Another tidbit from a fan of my Space Wolves blog sent me some points values without upgrades!

Wolf Guard in PA are 90 points for 5
WG Terminators are 165 for 5
GH, BC, LF are 75 for 5
Skyclaws are 90 for 5

Troops choices special weapons are the cost in codex SM minus the cost of a flamer.

Storm Shields are 6 times the cost for WG in the old SW armory. ouch! :shok:

Long Fang weapons are generally 10 points cheaper than the old SW codex.


----------



## BDJV

This was posted by Scuddman over on Dakka.

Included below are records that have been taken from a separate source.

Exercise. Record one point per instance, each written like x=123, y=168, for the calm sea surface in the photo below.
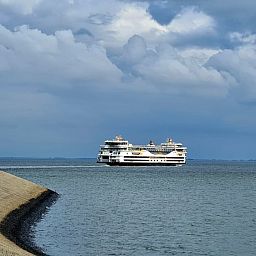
x=203, y=208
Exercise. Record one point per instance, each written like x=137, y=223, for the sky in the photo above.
x=76, y=72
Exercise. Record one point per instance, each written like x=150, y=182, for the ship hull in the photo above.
x=142, y=164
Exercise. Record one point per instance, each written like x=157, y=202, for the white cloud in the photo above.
x=191, y=20
x=240, y=63
x=246, y=38
x=24, y=7
x=29, y=56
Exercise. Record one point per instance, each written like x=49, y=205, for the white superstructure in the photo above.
x=121, y=152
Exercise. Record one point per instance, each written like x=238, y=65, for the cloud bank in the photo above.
x=75, y=67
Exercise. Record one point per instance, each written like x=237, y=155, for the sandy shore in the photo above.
x=18, y=199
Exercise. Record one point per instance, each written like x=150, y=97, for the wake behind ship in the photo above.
x=120, y=152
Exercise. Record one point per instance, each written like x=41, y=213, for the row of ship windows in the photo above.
x=144, y=160
x=147, y=157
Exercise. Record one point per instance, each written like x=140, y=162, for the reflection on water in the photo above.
x=203, y=208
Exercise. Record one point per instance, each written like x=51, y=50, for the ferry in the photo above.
x=120, y=152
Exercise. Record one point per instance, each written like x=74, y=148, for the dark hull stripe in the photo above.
x=144, y=164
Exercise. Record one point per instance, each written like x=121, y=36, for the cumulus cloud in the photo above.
x=240, y=63
x=76, y=66
x=29, y=56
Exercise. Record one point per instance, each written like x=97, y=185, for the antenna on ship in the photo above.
x=119, y=138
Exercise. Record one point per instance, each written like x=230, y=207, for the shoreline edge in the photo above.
x=22, y=203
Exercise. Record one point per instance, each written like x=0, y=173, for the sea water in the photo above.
x=202, y=208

> I'm glad I made a second pass at the book, there's a bunch of things I missed the first time or was wrong about.
> 
> Long fangs are 15 points per model and are leadership 9. Heavy bolters are 5 points, missiles 10, plasma 20, lascannons 25
> 
> Venerable dreads can take saga of majesty (reroll failed morale if unit within 6")
> Dreads and ven dreads can take wolftail talisman (mulifies psychic power targetting model on 5+_ and wolftooth necklace (hit on 3+ in hth)
> 
> Wolf lords, rune priests, and their version of the chaplain are all base 100 points. Their equipment options vary quite a bit.
> 
> Bc's may have a wolf guard. They are very similar to grey hunters in this regard.
> 
> Wolf priests have a different rule where you pick a unit type(such as infantry or bikes) at the start of the game. THe unit he is joined with and himself gain preferred enemy towards that unit. Everything else is the exact same as chaplains but has different names.
> 
> Rhinos, like vindi's and speeders are exactly the same as space marines.
> 
> One attack bike per bike squad.
> 
> All blood claw units, whether bikes, jump packs, or whatever, have headstrong as a rule. If an enemy unit in your SHOOTING phase is within 6", you may not shoot and must charge in the assault phase.
> 
> No land speeder storm
> 
> Mark of the wulfen just gives d6+1 attacks to one model. It does not give rending .
> 
> Drop pods still ahve the droppod assault rules, so half of the pods must show up first turn.
> 
> A rune priests runic weapon doubles as a special kind of psychic hood. 24" range like hood, but on a 4+ power fails.
> 
> The initiative test psychic power is specified as a shooting psychic power...implies you would get cover saves. Monstrous creatures subtract 1 to their roll, but a 6 always fails.
> 
> Sagas:
> Bear: eternal warrior. Funny, only the wolf lord can take this saga, and all the normal characters can only take one saga
> Majesty: Unit within 6" may reroll failed morale tests.
> Hunter: Character has outflank and stealth. Wolfpriest only
> Warriorborn: # models killed in last assault phase give a bonus attack in this assault phase for every model killed last assault phase.
> Beastslayer: Reroll hth hits vs. walkers, monstrous creatures, or things with toughness 5 or higher.
> Ironwolf:: Character in vehicle moves extra d3"


----------



## World Eater XII

sigh the amount of SW players will go up by a ton with all those rules!!!


----------



## MaidenManiac

World Eater XII said:


> sigh the amount of SW players will go up by a ton with all those rules!!!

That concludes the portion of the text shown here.